Toprağa uzanıyorum, avuç içlerim yine cayır cayır nemli otlar üzerinde… Halka az ötemde olmalı, başımın yakınlarında bir yerlere fırlattım, kalkıp eve giderken almak üzere… Uykuya dalmak ne güzel olurdu şimdi burada… Gözlerimi kapatayım bari… Görmediğim zaman daha çok ısıtıyor güneş sanki…
(…)
Uyuyakalmışım… Rüyamda, kapısı ve penceresi olmayan bomboş bir odadaydım. Duvarlar, tavan, zemin bembeyaz; fazlasıyla parlak,ama gözümü rahatsız etmiyor. Ben yürüdükçe genişliyor oda… Görüş alanımın hemen dışında, üzerine odaklanmayı her deneyişimde yer değiştirip bakışımdan sıyrılan bir parıltı var. Kovalamayı bırakıp gözlerimi kapatıyorum. Açtığımda, burnumun dibinde duruyor avım: Duble çizgili halkamın ta kendisi!… Canlanmış adeta… Şekilden şekile giriyor, bir kıvrılıp bir düzeliyor, ama iki ucu hiç açılmıyor, kapatılıp halka olmaktan memnun sanki… Odanın duvarları da birgenişleyip bir daralıyor sanki… O anda ne olup bittiği kafama dank ediyor. İşte, yine bir rüyada sörf yapıyor zihnim!… Rüyada olduğumu kavradığım an uyanmaya başladığımı da farkediyorum. Yok, olmaz! Biraz daha kalmalıyım. O meşhur rüya duasını mırıldanıyorum hemen: “İçimde ve dışımda, rüya şu an burada. Küreyi ters yüz ettim, gözlerimin ardında.” Hemen işe yarıyor, uyanma tehlikesini bertaraf edince başlıyorum pırıldak halkamı daha da bir dikkatle kurcalamaya… Halka bir şey anlatmak istiyor sanki bana… “Bak”, diyor, “Görmüyor musun dansımı? Öylesine açık ki… Sadece bak; düşünme…” Hoppala… Ne anlatmak istiyorum kendime? Zihnimde uçuşan muhtelif açıklamaları elimin tersiyle savuşturup halkaya odaklanıyorum bir kez daha… Dansı belirli bir periyod takip ediyor, ama tekrarlar son derece geç geliyor… Zarif, fakat takip edilmesi zor bir estetik algıya hitap ediyor. Önce tam bir halka, yere paralel. Sonra, yandan bakılınca U şeklini alıyor. Derken ters dönüp kendi etrafında 3 defa turladıktan sonra heliks biçimini alıyor. Ve sonra… A ha! Bu noktada yakaladım işte bir şey galiba! Çift sarmallı heliks… Neydi bu? Uyanık olsam hemen bilirim neyi çağrıştırdığını… Ama bir nevi bebek zihninde olmayı seçtim şimdi… Uyanıp ele geçirdiği veriyi analizlemekisteyen bir yanım var!… Ve bir başka yanım da dansın devamını seyretmek istiyor… Mücadele!!! Kıyasıya!!! Halka uzaklaşıp kaçıyor, uyanıyorum.
Gözümü açar açmaz, soruyorum yüksek sesle kendime: “Çift sarmallı heliks de ne ola ki?”
Yanıt gecikmiyor: “DNA”
(…)
Bu da ne demek şimdi?
(…)
Üzerimdeki pikeyi atıp saate bakıyorum.

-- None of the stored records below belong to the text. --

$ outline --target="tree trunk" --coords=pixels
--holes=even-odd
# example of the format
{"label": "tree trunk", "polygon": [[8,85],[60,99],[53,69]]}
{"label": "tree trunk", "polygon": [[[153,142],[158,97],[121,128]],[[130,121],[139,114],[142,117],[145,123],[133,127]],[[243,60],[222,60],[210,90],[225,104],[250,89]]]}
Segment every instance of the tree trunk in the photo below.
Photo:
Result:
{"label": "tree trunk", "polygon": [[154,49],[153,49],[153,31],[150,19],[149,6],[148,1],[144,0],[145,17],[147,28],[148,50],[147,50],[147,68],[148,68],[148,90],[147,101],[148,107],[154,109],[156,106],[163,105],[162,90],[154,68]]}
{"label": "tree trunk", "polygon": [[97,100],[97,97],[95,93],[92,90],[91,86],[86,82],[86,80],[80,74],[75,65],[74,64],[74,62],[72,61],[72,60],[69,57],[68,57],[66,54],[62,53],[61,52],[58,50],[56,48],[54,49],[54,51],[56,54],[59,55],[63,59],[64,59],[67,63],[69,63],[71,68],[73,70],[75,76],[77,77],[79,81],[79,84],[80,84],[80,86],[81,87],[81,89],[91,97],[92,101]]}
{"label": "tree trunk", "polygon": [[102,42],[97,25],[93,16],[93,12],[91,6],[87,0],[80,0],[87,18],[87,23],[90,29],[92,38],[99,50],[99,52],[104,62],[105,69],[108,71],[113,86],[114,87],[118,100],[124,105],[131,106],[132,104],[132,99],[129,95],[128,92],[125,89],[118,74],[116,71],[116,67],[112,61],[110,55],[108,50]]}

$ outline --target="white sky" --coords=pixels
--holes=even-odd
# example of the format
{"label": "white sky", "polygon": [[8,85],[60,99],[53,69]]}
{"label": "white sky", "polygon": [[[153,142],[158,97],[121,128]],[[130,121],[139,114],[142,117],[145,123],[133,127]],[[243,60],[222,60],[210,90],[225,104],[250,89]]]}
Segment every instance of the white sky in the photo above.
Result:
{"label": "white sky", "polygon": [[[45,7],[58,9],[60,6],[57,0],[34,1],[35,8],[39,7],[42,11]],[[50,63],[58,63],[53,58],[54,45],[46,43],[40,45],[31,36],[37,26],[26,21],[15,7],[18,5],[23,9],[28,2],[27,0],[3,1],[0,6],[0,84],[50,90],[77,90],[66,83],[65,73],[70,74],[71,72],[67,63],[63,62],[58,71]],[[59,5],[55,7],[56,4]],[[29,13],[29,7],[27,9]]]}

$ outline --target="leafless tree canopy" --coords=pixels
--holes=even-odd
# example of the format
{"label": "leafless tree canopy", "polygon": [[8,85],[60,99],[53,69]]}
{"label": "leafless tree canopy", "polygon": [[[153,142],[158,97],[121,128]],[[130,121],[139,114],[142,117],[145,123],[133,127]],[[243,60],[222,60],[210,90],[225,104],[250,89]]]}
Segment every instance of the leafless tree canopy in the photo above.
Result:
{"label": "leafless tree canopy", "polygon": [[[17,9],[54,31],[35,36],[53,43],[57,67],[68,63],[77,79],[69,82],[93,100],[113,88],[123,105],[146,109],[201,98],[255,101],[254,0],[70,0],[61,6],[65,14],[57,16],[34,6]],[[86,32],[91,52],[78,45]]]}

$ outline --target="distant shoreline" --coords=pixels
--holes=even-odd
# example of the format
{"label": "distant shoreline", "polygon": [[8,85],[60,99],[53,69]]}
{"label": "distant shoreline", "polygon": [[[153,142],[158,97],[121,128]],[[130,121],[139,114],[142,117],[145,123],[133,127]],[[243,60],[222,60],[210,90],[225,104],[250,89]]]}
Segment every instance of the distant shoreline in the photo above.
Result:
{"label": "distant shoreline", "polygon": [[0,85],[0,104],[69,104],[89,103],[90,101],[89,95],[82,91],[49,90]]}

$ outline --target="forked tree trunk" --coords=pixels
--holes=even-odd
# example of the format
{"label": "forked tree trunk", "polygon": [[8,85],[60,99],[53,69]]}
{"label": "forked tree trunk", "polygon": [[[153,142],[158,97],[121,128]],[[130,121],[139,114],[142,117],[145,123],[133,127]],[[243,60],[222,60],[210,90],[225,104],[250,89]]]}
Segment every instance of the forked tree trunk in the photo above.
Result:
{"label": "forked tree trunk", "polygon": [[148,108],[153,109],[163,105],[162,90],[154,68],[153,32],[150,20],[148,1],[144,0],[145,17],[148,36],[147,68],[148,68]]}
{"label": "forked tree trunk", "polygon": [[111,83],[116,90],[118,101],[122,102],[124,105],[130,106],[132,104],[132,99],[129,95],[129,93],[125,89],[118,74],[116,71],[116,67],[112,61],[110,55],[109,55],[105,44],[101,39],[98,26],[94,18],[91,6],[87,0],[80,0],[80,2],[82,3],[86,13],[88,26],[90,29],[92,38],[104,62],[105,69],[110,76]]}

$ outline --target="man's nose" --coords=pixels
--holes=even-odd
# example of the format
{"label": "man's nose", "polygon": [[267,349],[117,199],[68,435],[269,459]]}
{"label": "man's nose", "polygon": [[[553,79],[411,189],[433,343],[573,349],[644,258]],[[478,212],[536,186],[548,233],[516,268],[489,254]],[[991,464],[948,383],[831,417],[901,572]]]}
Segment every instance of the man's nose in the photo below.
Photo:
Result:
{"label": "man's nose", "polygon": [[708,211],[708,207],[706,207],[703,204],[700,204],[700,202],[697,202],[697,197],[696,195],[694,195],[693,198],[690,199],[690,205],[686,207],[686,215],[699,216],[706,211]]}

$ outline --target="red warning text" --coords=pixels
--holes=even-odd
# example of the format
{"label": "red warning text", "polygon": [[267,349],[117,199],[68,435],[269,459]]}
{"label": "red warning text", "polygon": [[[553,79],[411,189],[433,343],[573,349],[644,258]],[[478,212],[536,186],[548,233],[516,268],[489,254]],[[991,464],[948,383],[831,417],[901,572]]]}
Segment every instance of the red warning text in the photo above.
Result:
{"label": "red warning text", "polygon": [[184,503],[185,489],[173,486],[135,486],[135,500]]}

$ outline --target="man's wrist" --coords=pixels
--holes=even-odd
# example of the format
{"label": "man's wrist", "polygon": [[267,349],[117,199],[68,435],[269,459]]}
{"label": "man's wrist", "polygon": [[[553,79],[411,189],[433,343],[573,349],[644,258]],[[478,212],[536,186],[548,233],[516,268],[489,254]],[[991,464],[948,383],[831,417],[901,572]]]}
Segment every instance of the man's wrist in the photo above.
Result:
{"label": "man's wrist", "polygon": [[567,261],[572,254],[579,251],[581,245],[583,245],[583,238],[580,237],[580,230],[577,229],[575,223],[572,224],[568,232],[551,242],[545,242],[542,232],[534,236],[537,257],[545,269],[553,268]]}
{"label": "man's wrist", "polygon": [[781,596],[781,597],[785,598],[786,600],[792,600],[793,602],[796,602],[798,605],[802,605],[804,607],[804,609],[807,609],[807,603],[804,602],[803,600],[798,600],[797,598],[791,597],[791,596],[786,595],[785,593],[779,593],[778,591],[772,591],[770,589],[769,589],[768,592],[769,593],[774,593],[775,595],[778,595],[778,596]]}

Öğle olmak üzere… Başucumda duran not defterine uzanıp şu satırları yazıyorum: “Tür: Yine rüya içinde rüya. Lucid’e geçiyorum. Mekan:İlk mekan bir göl kenarı. Kırlık saha. Yalnızım. İç uykudan sonra geçtiğim ikinci mekan geçen geceki beyaz oda. Temel obje: Soru işaretlerinden oluşturduğum parlak bir halka. Son eylem: Biriktirdiğim tüm soru işaretlerinin birleşip DNA sarmalına dönüşmesi.” Yataktan kalkıyorum, çok susamışım. Gözlerim kapalıyken sanki daha fazla ısıtıyor güneş. Mutfağa gidiyorum. Su içiyorum.